Dialkylmagnesium compounds are well known in the art. However, the production of soluble dialkylmagnesium compounds, free of solvation and chloride, by the direct reaction of magnesium with a halide, has heretofore been unsuccessful except in very specific systems. Thus, Glaze and Selman, Journal of Organometallic Chemistry, volume 5, page 477 (1967), produced soluble di-n-amylmagnesium by reaction of powdered magnesium metal with n-amyl chloride and then refluxing the product with benzene. W. N. Smith, Jr. (J. Organometal Chem., 64, 25 (1974) investigated the direct reaction of alkyl halides, especially long chain n-alkyl halides, with magnesium in the absence of organic bases. The resultant products, however, often showed limited solubility and/or high residual halogen content. These methods, however, are imapplicable to other dialkylmagnesium compounds, particularly n-butyl or lower primary alkyl-magnesium compounds, due to their high degree of insolubility. In fact, Kamienski and Eastham, in the Journal of Organic Chemistry, volume 34, page 1116 (1968), found it impossible to prepare di-sec-butylmagnesium by the Glaze and Selman method. They were able to prepare di-sec-butyl chloride in the presence of an ether catalys, but the resultant product contained soluble chloride. These same authors were able to prepare hydrocarbon solutions of di-sec-butylmagnesium by an exchange process employing an activated form of magnesium chloride and sec-butyllithium in hydrocarbon media. However, this synthetic technique is not applicable to most magnesium alkyls, since these compounds are generally insoluble in hydrocarbon.

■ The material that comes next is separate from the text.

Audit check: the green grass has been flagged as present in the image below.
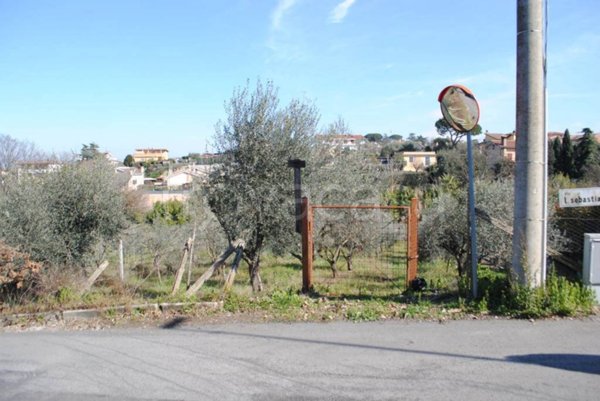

Various organoaluminum-organomagnesium complexes have been prepared by the reaction of a trialkylaluminum compound with a desolvated (ether-free) Grignard reagent, by electrolysis of mixtures of alkali metal tetraalkylaluminates using a magnesium anode, and by the reaction of dialkylmagnesium compounds, prepared via the mercury-magnesium exchange method, with trialkyl-aluminum compounds. The complexes prepared by these processes have low Mg/Al ratios, in the range of 0.5 to 1.0 depending upon the stoichiometry of starting materials.
The electrolysis method requires the use of mixed R.sub.4 AlM compounds (M=alkali metal) in a molten state and the preferred temperature range is 100.degree.-125.degree. C. See for example, U.S. Pat. No. 3,028,319. This temperature range precludes the preparation of complexes which may be easily pyrolyzed, for example, when R=isobutyl. Furthermore, complexes with Mg/Al ratios greater than 0.5 are not produced by this procedure.
The complexes Me.sub.8 Al.sub.2 Mg and Me.sub.5 AlMg prepared by the procedure of Stucky and Atwood, Journal of the American Chemical Society, volume 91, page 2538 (1969), had significantly different properties than supposedly the same compounds prepared earlier by Ziegler, Annalen der Chemie, volume 605, page 93 (1957). The discrepancy may be due to incomplete removal of ether in the Grignard reagent used by Ziegler, since dialkylmagnesium and Grignard reagents reagents are known to be difficult to free of complexed ethers.
Recently, hydrocarbon soluble magnesium alkylaluminum alkyl complexes were prepared by interaction of organo-aluminum compounds with the reaction product of magnesium with alkyl halides (U.S. Pat. No. 3,737,393).
It is an object of the present invention to prepare hydrocarbon soluble organomagnesium complexes, including those complexes containing the normally insoluble lower dialkylmagnesium compounds suitable for use as co-catalysts for the polymerization of olefins, diolefins, or olefin oxides.
It is another object of the present invention to prepare organomagnesium complexes wherein the Mg/M ratio is about 1 or greater. Other objects of the present invention will become apparent from the description contained below.